I'm familiar with some of those quests from New Vegas, and I enjoyed them.
We're not in spoilers so I cannot offer specific examples, but I would have to say that, if "alternate ways to skin a cat" is the measure of a "good Fallout game" then there is nothing deficient about FO4. I've found that many times a scenario can be resolved in at least three dramatically differing ways. Not every one of them that is for sure. Many (if not most) quests have only one way to finish them: kill the boss. But then that was also true of NV: many if not most quests have one way to finish them: kill something (if not everyone) and/or get an item and do something with it. Without an actual tabulation of all the quests, I'm not convinced by the argument that a qualitative or statistically "real" change has actually been made here. It is true that, quests with so many chunks of modularized "decision-tree" dialogue and such clear "To use your CHA to solve this problem Choose A; To use your STR to solve this problem Choose B . . ." seem to be notably absent from the game.
But lets be totally honest: those types of modularized decision-tree dialogues were gamey. I'm a gamer so I don't think that is a "bad" thing. Some of the greatest fun in games I've ever played was largely mediated in these types of "story-book, decision-tree" designs; such designs are classic and timeless and Obsidian did a great job with it. But it is also cliche and old style and it does not lend itself to the sort of overall feeling Bethesda it seems clear has been striving for since at least Skyrim: beguiling and immersive.
When you are in the heat of a stressful discussion, or tense negotiations in real life, you will never even get a dialogue wheel, much less a storyboard summary of what choices you can make, which of your talents it will depend on and the chance you'll succeed. The changes to the dialogues, social interactions, quests, and decision-consequence dynamics are, I think better thought of as a conscious decision to make their games more immersive, beguiling, gripping and poignant, i.e., more naturalistic if not more realistic. To the extent that you are anolyzing, strategizing and generally acting and thinking like a gamer, the intent I think is to make you less aware of that and to help you do all of that under the surface while you "take on the role" of your character more.
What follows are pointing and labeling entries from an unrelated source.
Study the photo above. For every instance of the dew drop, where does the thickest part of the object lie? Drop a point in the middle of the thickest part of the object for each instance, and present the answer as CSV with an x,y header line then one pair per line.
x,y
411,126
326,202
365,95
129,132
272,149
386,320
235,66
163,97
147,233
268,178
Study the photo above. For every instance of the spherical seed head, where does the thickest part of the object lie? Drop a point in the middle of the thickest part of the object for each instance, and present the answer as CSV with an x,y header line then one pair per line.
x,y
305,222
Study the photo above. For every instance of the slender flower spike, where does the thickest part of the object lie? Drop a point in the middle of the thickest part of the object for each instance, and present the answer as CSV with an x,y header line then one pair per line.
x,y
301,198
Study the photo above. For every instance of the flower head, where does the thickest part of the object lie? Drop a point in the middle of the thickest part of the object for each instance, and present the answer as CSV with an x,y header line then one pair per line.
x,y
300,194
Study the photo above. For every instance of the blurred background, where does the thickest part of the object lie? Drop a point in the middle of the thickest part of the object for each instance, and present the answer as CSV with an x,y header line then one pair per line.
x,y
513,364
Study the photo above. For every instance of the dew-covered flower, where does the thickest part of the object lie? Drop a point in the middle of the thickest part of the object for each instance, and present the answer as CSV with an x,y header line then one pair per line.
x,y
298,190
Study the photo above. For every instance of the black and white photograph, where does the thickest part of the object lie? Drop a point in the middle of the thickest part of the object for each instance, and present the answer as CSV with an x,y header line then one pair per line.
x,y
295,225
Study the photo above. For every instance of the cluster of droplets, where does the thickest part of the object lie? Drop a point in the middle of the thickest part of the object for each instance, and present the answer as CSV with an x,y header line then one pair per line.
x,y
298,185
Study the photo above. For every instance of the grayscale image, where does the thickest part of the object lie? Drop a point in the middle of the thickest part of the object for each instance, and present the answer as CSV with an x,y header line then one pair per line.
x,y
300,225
I'm not sure it is a full fledged success, but I think it accomplishes these primary objectives of a "roleplaying game" and of a "Fallout game" at least as well as its predecessors if not better.
The removal of INT from dialogues and the removal of SCIENCE checks was a loss, but on the whole a relatively minor one and especially considering what we gained. If memory serves, what those functions had a tendency to do was to make INT overpowered and to undermine the importance of CHA. I think it is justifiable that CHA is the primary mediator of most social dialogues, though a few INT checks or checks in which the effects of CHA were moderated by INT would have been nice. I can easily recognize however that the apparent facility of including such elements in the design may have a dramatic 'rippling' effect on the game and can thus justify not doing it. On the whole it does not diminish the game judged on its own merits, it is simply a point on which invidious comparisons can be made. The lack of such things does not "harm" the game, it merely serves as "ammunition" for complaints; at least that is how it seems to me.